Dalam ayat tersebut terdapat nilai-nilai kemanusiaan (bumanisasi), liberasi, dan transendensi yang akan dijelaskan secara singkat sebagai berikut:
Pertama, memiliki tujuan humanisasi yaitu memanusiakan manusia dari proses dehumanisasi. Sebagaimana industri yang saat ini terjadi terkadang menjadikan manusia sebagai bagian dari masyarakat abstrak tanpa wilayah kemanusiaan. Kita menjalani objektivasi ketika berada di tengah-tengah mesin politik dan mesin pasar, melihat manusia reduksonistik dengan cara parsial. Manusia tidak lagi menyadari keberadaannya secara utuh dan telah menjadi bagian dari sekrup mesin kehidupan.
Kedua, tujuan liberisasi yaitu pembebasan manusia dari kungkungan teknologi, dan pemerasan orang miskin yang tergusur oleh kekuatan ekonomi raksasa dam berusaha membebaskan manusia dari belenggu yang dibuat oleh manusia itu sendiri.
Ketiga, tujuan dari transendensi yaitu menumbuhkan dimensi transendental dalam kebudayaan. Kita sudah banyak terseret terhadap arus hedonisme, materialism e, dan budaya dakaden lainnya. Kina kita harus membersihkan diri dengan mengikatkan kembali kehidupan pada dimensi trasendentalnya.
Dengan mempelajari ilmu sosial profetik, kita diharapkan memiliki pandangan bahwa sumber ilmu bukan hanya berasal dari rasio dan empiris sebagaimana yang dianaut masyarakat barat, tetapi juga dari wahyu. Denga demikian, maka umat Islam akan dapat meluruskan gerak langkah perkembangan ilmu pengetahuan yang terjadi saat ini dan juga dapat meredam berbagai kerusuhan sosial dan tindakan kriminal lainnya yang saat ini banyak terjadi dikehidupan manusia.
C. Peran Ilmu Sosial Profetik pada Era Globalisasi
Dengan ilmu sosial profetik yang telah kita pelajari dari ajaran Islam sebagaimana yang telah kita bahas di atas, kita tidak perlu lagi merasa cemas ataupun takut terhadap dominasi sains Barat dan arus globalisasi yang terjadi saat ini. Islam merupakan sebuah paradigm terbuka, yang selalu membuka diri terhadap seluruh warisan peradaban.
Islam telah mewarisi tradisi sejarah dari seluruh warisan peradaban manusia sejak beberapa abad yang lalu.
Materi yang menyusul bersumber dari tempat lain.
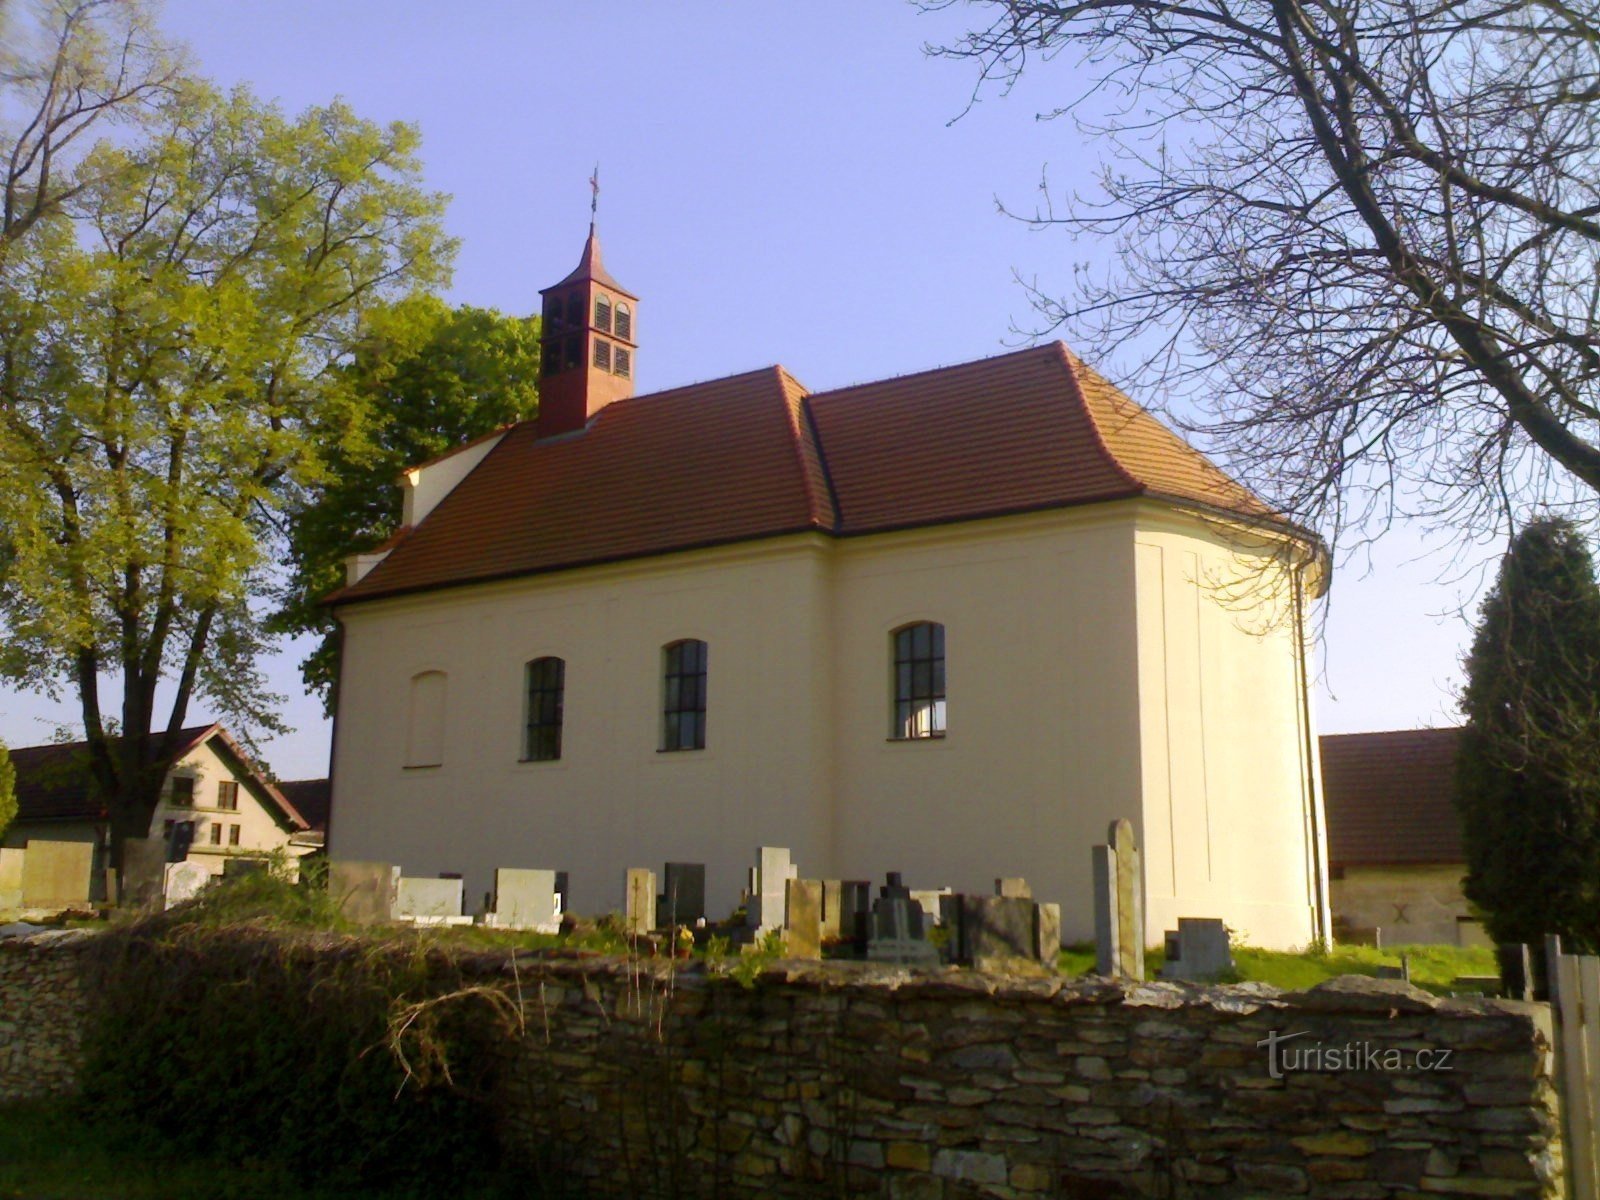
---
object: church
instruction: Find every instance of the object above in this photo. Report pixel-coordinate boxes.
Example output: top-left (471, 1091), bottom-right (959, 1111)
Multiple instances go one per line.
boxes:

Kita tidak membangun dari ruang yang hampa. Hal ini bisa dipahami dari kandungan surat Al-Maidah ayat 3, yang artinya: Pada hari ini telah Ku-sempurnakan untuk kamu agamamu, dan telah Ku-cukupkan kepadamu ni’mat-Ku, dan telah Ku-ridhai Islam itu jadi agama bagimu. Kata telah Ku-sempurnakan untuk kamu agamamu mengandung makna bukan membangun dari ruang yang hampa atau membuat yang baru, melaikan yang dimaksud di sini yaitu membangun dari bahan-bahan yang sydah ada. Hal demikian dapat dilihat dari kenyataaan sejarah.
Berdasarkan penjelasan di atas kita mengetahui bahwa Al-qur’an sebagai sumber utama ajaran Islam diturunkan bukan dalam ruang yang hampa, melainkan dalam setting sosial aktual. Respon normatifnya merefleksikan kondisi sosial aktual itu, meskipun jelas bahwa Al-qur’an memiliki cita-cita sosial tertentu.